あるマンガ家の航跡 天馬正人伝 その29
- 2022/07/10
- 06:30
第2章
■ある誘い (3)
吉田竜夫さんと九里一平さんという、人気マンガ家としての2枚看板。そして、実は絵も描かれるのですが裏方に専念し、原作やマネージメントを担当していた二男の吉田健二さん。
この吉田3兄弟がグループとしてさらに活躍の場を拡げようとする際、自分たちに足りないものとして、ストーリーの構成力、そしてさらなる幅広い人脈も竜夫さんは必要と考えていたのでしょう。とはいえアクの強い性格ではなく、あくまで自分たちと協調してくれる人でないと上手くはいきません。
そんな条件を持ち合わせた人物として、天馬正人さんに協力を仰いだのです。
昭和30年代は、今より年齢の序列がはっきりしていた頃です。マンガ界でも、先輩後輩の関係もしっかりと残っていました。
後輩たちのグループに参加して欲しいと言われても、普通だったらなかなか承諾するのは難しいことです。
それでも吉田さんは何度も天馬さんの自宅を訪ね、自分たちのグループに是非参加して欲しい、とこれからの事業の夢と抱負を語り真摯に説得を続けたのです。

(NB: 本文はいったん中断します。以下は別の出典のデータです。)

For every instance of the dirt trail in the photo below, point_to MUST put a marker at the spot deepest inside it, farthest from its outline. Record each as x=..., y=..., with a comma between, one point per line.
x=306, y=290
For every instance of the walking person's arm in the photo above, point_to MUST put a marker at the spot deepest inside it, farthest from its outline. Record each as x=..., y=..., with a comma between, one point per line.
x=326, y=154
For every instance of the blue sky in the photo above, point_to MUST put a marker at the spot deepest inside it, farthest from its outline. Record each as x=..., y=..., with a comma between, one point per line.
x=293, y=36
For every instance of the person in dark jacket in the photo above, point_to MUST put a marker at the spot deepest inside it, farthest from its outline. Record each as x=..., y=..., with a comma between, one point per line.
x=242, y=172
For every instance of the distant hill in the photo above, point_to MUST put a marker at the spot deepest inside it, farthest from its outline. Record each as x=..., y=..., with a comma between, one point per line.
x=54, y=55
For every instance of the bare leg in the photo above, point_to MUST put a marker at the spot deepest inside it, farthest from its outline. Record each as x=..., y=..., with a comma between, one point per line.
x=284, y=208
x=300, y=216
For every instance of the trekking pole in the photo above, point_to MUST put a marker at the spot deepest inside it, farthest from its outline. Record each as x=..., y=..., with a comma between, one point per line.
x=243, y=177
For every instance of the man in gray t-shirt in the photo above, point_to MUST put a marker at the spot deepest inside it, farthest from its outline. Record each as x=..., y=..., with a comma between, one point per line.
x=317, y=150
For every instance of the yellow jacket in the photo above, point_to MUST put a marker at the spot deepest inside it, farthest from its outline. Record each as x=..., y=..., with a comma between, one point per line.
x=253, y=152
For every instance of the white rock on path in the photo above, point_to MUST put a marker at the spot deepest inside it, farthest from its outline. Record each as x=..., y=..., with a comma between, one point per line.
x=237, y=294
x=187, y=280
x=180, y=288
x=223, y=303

時には、自分の子どもを連れて天馬家を訪れ、子どもたちを同士遊ばせながら、今後の構想などを話していました。
当初、天馬さんはあまり乗り気ではなかったそうです。
身内同志の兄弟たちのグループに入っても、あくまで外様になります。しかも年下の後輩たちの輪に入ることが出来るかどうかも不安でした。
ですが吉田竜夫さんの人間性と、どうしても自分に参加して欲しいという熱意。その気持ちを意気に感じました。
そして一度病気をした自身の身体のことも考え、最終的にタツノコプロを名乗る以前まだ会社組織になる前の、3兄弟による「吉田竜夫グループ」に参加することを決意します。(つづく)
吉田竜夫グループに参加した頃の天馬さん
(昭和37年1月頃)若々しいお姿です。